16. The system of claim 1, further comprising a magazine for storing at least two different types of packaging containers.

17. The system of claim 1, wherein the second subsystem comprises a further subsystem configured to at least one of:

a. obtain the shoe or pair of shoes;

b. obtain the packaging container;

c. reposition the packaging container;

d. open the packaging container;

e. grip the shoe or pair of shoes;

f. reposition the shoe or pair of shoes;

g. place the shoe or pair of shoes in the corresponding packaging container;

h. insert at least one accessory associated with the shoe or pair of shoes into the packaging container; or

i. at least one of close or seal the packaging container.

18. The system of claim 2, wherein the further subsystem corresponds to a single apparatus or integrated subsystem configured to both provide the packaging container and automatically package the shoe or pair of shoes.

19. The system of claim 1, further comprising a further subsystem configured to provide a plurality of shoes to be packaged.

20. The system of claim 19, wherein the further subsystem is further configured to perform at least one of:

a. arranging the pluralities of shoes in at least one of a desired order or a desired spatial arrangement;

b. providing the plurality of shoes with a machine-readable label; or

c. communicating at least one of the desired order or the desired spatial arrangement to other elements of the system.

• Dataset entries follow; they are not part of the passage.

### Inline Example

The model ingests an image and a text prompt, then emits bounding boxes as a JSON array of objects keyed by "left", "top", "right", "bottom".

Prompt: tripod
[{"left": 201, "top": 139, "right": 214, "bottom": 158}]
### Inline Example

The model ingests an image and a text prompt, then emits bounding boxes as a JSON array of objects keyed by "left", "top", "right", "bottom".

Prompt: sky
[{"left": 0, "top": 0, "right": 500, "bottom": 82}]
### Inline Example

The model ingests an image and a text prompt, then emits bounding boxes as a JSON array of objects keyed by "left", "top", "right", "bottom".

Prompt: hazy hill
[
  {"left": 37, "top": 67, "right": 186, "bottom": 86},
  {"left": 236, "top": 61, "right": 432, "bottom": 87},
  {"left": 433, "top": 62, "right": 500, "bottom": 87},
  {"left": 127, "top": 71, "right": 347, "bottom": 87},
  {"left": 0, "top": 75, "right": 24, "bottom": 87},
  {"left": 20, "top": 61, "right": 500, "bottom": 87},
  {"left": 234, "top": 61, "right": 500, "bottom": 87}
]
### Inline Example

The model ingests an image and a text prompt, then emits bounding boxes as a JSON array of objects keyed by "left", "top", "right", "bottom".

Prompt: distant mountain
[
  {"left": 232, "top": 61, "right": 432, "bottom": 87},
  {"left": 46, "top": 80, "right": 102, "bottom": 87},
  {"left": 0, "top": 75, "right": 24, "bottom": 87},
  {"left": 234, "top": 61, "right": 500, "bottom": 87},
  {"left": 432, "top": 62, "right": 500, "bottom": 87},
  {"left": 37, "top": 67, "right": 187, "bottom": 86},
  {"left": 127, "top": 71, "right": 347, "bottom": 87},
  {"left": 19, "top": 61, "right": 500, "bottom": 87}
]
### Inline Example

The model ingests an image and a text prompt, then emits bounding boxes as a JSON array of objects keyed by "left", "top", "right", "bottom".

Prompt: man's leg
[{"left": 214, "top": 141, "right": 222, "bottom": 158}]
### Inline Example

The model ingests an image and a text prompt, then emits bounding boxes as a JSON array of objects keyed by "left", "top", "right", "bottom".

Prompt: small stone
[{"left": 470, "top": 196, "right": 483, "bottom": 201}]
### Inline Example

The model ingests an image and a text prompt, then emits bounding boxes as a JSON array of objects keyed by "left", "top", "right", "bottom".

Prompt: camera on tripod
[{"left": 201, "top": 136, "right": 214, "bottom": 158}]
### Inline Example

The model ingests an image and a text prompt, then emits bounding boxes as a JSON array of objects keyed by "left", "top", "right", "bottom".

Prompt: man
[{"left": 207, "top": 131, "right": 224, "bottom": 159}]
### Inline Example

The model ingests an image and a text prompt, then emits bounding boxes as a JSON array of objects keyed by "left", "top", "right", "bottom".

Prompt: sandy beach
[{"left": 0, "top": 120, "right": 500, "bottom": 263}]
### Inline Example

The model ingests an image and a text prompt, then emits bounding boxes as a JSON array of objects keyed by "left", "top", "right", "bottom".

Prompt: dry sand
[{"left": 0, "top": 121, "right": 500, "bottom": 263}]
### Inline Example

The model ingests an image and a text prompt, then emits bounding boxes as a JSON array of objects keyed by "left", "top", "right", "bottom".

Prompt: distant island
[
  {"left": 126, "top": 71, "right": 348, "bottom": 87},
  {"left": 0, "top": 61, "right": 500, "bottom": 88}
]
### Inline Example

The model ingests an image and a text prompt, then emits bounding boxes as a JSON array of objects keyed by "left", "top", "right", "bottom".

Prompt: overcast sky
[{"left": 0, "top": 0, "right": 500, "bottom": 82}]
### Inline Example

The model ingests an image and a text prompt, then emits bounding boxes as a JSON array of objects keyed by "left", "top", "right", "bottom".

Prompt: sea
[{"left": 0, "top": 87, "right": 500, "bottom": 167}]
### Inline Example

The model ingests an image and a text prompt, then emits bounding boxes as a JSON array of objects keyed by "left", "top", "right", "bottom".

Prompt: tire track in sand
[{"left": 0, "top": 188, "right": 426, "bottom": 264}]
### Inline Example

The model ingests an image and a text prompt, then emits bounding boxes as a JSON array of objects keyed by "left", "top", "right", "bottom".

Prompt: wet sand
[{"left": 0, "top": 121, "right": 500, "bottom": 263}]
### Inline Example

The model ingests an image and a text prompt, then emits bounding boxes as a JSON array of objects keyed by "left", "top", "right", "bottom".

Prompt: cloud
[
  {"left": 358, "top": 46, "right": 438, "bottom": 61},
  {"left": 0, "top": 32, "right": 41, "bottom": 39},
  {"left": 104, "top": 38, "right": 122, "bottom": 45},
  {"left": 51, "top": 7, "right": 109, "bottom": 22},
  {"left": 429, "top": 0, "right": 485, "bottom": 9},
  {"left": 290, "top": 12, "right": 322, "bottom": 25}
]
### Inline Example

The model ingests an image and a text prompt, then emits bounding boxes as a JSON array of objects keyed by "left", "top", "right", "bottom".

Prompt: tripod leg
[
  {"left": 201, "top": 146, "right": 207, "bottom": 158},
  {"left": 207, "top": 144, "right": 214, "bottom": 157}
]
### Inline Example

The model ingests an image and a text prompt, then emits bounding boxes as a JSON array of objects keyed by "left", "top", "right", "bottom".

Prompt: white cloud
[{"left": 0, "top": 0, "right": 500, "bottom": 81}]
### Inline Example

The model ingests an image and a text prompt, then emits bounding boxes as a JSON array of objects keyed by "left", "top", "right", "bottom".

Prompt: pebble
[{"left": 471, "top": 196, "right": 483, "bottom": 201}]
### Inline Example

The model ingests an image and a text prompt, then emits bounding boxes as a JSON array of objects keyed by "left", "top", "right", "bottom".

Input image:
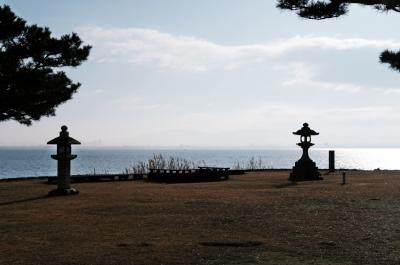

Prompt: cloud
[
  {"left": 77, "top": 27, "right": 400, "bottom": 72},
  {"left": 278, "top": 63, "right": 364, "bottom": 93}
]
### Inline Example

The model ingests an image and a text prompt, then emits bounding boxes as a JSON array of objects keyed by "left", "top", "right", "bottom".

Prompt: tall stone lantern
[
  {"left": 47, "top": 125, "right": 81, "bottom": 195},
  {"left": 289, "top": 123, "right": 323, "bottom": 181}
]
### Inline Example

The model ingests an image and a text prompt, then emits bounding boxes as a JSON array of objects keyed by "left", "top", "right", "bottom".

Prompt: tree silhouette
[
  {"left": 0, "top": 5, "right": 91, "bottom": 125},
  {"left": 277, "top": 0, "right": 400, "bottom": 71}
]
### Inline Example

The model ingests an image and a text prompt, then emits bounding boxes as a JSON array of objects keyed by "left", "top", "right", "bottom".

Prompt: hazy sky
[{"left": 0, "top": 0, "right": 400, "bottom": 147}]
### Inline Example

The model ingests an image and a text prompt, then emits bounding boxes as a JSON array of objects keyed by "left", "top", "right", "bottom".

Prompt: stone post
[{"left": 47, "top": 125, "right": 81, "bottom": 195}]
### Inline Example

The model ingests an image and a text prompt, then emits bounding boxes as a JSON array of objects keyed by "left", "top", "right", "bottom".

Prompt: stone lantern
[
  {"left": 47, "top": 125, "right": 81, "bottom": 195},
  {"left": 289, "top": 123, "right": 323, "bottom": 181}
]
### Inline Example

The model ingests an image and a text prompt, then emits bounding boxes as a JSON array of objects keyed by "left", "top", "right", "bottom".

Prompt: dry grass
[{"left": 0, "top": 171, "right": 400, "bottom": 265}]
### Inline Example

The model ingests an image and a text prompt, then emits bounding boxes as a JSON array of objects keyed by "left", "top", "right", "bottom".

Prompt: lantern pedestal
[
  {"left": 289, "top": 123, "right": 323, "bottom": 181},
  {"left": 289, "top": 159, "right": 323, "bottom": 181},
  {"left": 47, "top": 126, "right": 80, "bottom": 196}
]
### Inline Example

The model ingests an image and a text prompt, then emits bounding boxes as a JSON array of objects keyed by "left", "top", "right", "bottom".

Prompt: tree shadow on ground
[{"left": 0, "top": 194, "right": 49, "bottom": 206}]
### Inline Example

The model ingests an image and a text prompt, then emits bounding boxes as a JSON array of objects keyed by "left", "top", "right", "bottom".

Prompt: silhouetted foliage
[
  {"left": 0, "top": 5, "right": 91, "bottom": 125},
  {"left": 277, "top": 0, "right": 400, "bottom": 71}
]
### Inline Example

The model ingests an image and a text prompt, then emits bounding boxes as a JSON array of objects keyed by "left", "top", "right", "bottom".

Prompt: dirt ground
[{"left": 0, "top": 171, "right": 400, "bottom": 265}]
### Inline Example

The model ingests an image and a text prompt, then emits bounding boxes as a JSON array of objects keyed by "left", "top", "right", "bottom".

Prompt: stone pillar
[
  {"left": 329, "top": 150, "right": 335, "bottom": 172},
  {"left": 47, "top": 125, "right": 80, "bottom": 195}
]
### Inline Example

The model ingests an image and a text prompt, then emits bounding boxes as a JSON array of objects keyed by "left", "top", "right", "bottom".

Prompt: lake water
[{"left": 0, "top": 146, "right": 400, "bottom": 178}]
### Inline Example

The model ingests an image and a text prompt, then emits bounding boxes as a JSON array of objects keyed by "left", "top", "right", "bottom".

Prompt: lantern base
[
  {"left": 289, "top": 159, "right": 323, "bottom": 181},
  {"left": 49, "top": 188, "right": 79, "bottom": 196}
]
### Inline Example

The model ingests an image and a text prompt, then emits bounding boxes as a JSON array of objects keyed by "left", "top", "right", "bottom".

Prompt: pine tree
[
  {"left": 277, "top": 0, "right": 400, "bottom": 71},
  {"left": 0, "top": 5, "right": 91, "bottom": 125}
]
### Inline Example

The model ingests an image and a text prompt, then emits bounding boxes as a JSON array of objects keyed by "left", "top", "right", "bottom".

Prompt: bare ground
[{"left": 0, "top": 171, "right": 400, "bottom": 265}]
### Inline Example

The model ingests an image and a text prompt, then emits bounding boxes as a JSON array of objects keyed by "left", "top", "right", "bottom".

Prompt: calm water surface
[{"left": 0, "top": 146, "right": 400, "bottom": 178}]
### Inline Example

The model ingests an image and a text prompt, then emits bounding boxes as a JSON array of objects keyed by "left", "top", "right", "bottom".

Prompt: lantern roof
[
  {"left": 293, "top": 123, "right": 319, "bottom": 136},
  {"left": 47, "top": 125, "right": 81, "bottom": 144}
]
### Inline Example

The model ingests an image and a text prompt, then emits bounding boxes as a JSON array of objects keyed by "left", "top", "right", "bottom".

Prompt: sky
[{"left": 0, "top": 0, "right": 400, "bottom": 148}]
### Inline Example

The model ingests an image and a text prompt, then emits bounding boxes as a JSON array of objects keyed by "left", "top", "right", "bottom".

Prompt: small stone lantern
[
  {"left": 47, "top": 125, "right": 81, "bottom": 195},
  {"left": 289, "top": 123, "right": 323, "bottom": 181}
]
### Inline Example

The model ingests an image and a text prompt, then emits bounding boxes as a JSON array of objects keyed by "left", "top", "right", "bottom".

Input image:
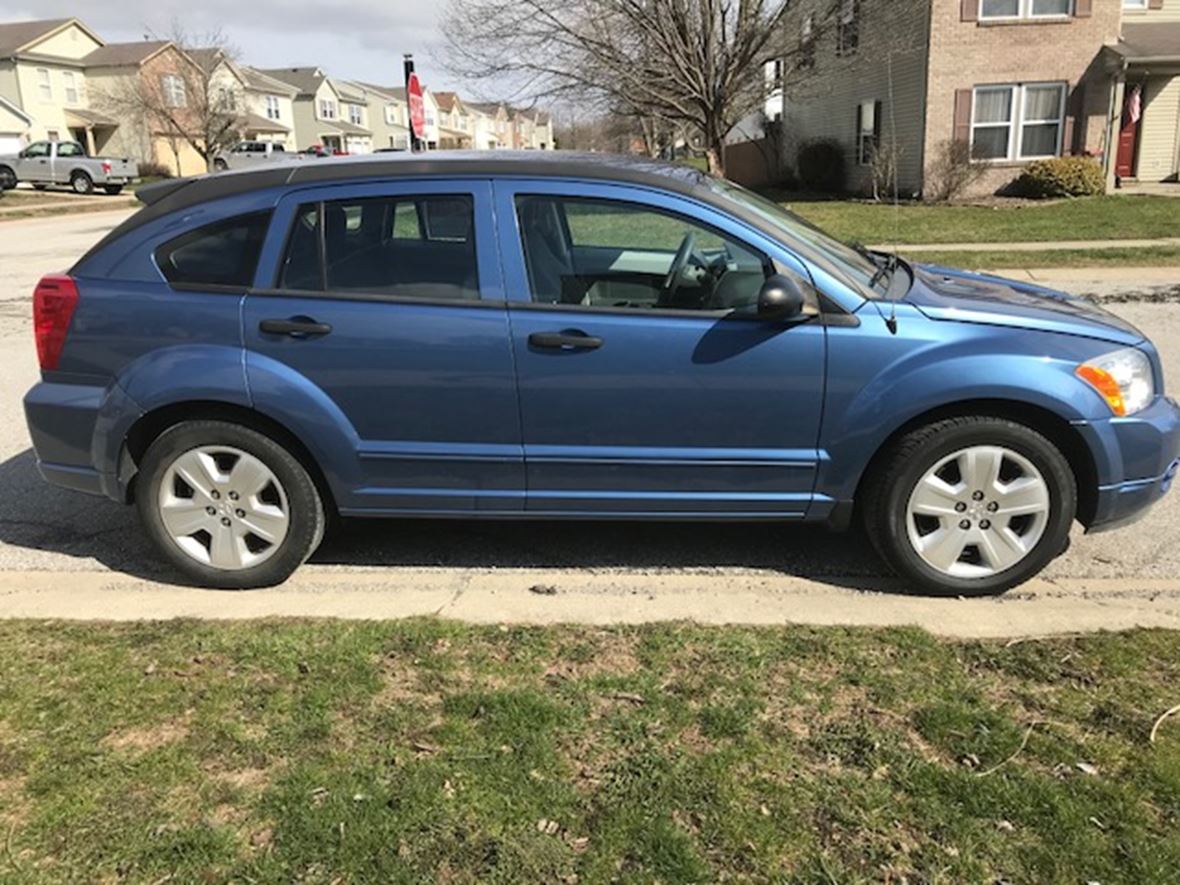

21. The system of claim 1, further comprising a further subsystem configured to perform at least one of:

a. obtaining a plurality of packaging containers, each containing a shoe or a pair of shoes;

b. determining packaging container type information associated with at least one packaging container of the plurality of packaging containers;

c. automatically providing a shipping container for the least one packaging container corresponding to at least one of the determined packaging container type information or the determined shoe type information;

d. automatically packaging the at least one packaging container in the shipping container corresponding to at least one of the determined packaging container type information or the determined shoe type information;

e. inserting at least one packaging accessory into the shipping container corresponding to at least one of the determined packaging container type information or the determined shoe type information;

f. automatically obtaining a shipping container label corresponding to at least one of at least part of the determined packaging container type information or the determined shoe type information;

g. automatically providing the shipping container with the shipping container label corresponding to at least one of at least part of the determined packaging container type information or at least part of the determined shoe type information;

h. changing a processing order of the shipping container;

i. closing and sealing the shipping container; or

j. automatically arranging the shipping container on a shipping pallet.

22. The system of claim 21, wherein the further subsystem is configured to automatically package the packaging containers in the shipping container and is further configured to insert the at least one packaging container at an angle with respect to a wall of the shipping container.

23. The system of claim 21, wherein the further subsystem is configured to automatically package the at least one packaging container in the shipping container and is further configured to handle at least two packaging containers simultaneously.

24. The system of claim 1, further comprising at least one robotic actuator having at least three actuation axes.

25. The system of claim 24, wherein the at least one robotic actuator comprises at least one of a vacuum gripper or a particle jamming gripper.

26. The system of claim 2, wherein the further subsystem is configured such that the packaging container label is obtained while the shoe or pair of shoes is being packaged in the packaging container.

27. A method for automatic packaging of shoes, comprising:

a. determining shoe type information from a shoe or pair of shoes to be packaged;

b. automatically packaging the shoe or pair of shoes in a packaging container; and

c. dynamically controlling the automatic packaging based at least in part on the determined shoe type information.